The changes introduced by the GDPR move in this very direction and promote the accountability of the data controller, called on to adopt proactive behaviour to demonstrate the concrete rather than solely formal protection of personal data, for example via the adoption of an internal documentation system, organisational structures and supervisory systems that are suited to ensuring compliance. In fact the GDPR introduces a new way to manage privacy in companies through a number of characteristic elements, such as the new concepts of privacy by design and privacy by default, in other words through the adoption of technical and organisational measures suited to guaranteeing the principles of data protection right from the outset of the design and implementation of processing systems. This is a change in direction compared to the traditional way of interpreting in-company privacy. The request is, in fact, for each new project to immediately take on the principles regarding the protection of personal data.

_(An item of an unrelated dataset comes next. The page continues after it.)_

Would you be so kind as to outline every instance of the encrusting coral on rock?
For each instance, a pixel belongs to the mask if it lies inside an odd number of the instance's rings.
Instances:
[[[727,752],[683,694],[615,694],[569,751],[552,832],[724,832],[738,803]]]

This change in direction imposed by the new regulation requires data controllers to analyse the risks to the rights and freedom of the data subjects deriving from new forms of processing before these are carried out, thus subjecting all of the activities susceptible to high risk levels (in terms of the rights and freedom of the data subjects to detailed data protection impact assessment). Last but not least, notifications in the event of a data breach: these notifications are to be made to the Data Protection Authority within 72 hours if a risk to the rights and freedom of the data subjects is identified, with notification to the subjects themselves in the event that the identified risks are high; the company must, therefore, plan and implement a structured process for the analysis and management of incidents concerning personal data.
As is the case with other companies, Banca IFIS has also set out and is currently implementing the process for the transition to a digital business model, however, projects that are strongly characterised by digitalisation require a larger quantity of data and information to be memorised and managed, thus requiring an approach to security and data protection that differs from traditional forms and that is increasingly oriented to risk mitigation. In Banca IFIS, in fact, cybersecurity and data protection specialists are increasingly involved in the various planning initiatives, above all those of a digital nature. The return on investments in cybersecurity initiatives is not easy to quantify and generally does not emerge immediately following the implementation of new security systems and solutions.
Unfortunately, information security tends to become visible in companies only once a problem arises but in the case of Banca IFIS there is a full awareness not only that information security and data protection are the cornerstones of digitalisation but also that the relative return on investments will take place over the medium- to long-term. The changes introduced by the European Data Protection Regulation, and in particular the introduction of provisions that have an impact on the development of projects (privacy by design and therefore security by design, to name but a few) favour this business culture, allowing the company, above all Banca IFIS, to offer its clients with services and products that are ever-increasingly secure and transparent.
“The more business becomes digital - and this is the trend seen not only in the financial sector - the more it will be necessary to prevent risks”
The key takeaway from the implementation of the above-mentioned enhancements and approach is that we can now consider data protection from the planning stage. This approach therefore offers the opportunity to anticipate the emergence of problems, creating a direct link between the ever-increasingly digital business and the data protection strategy and tactics.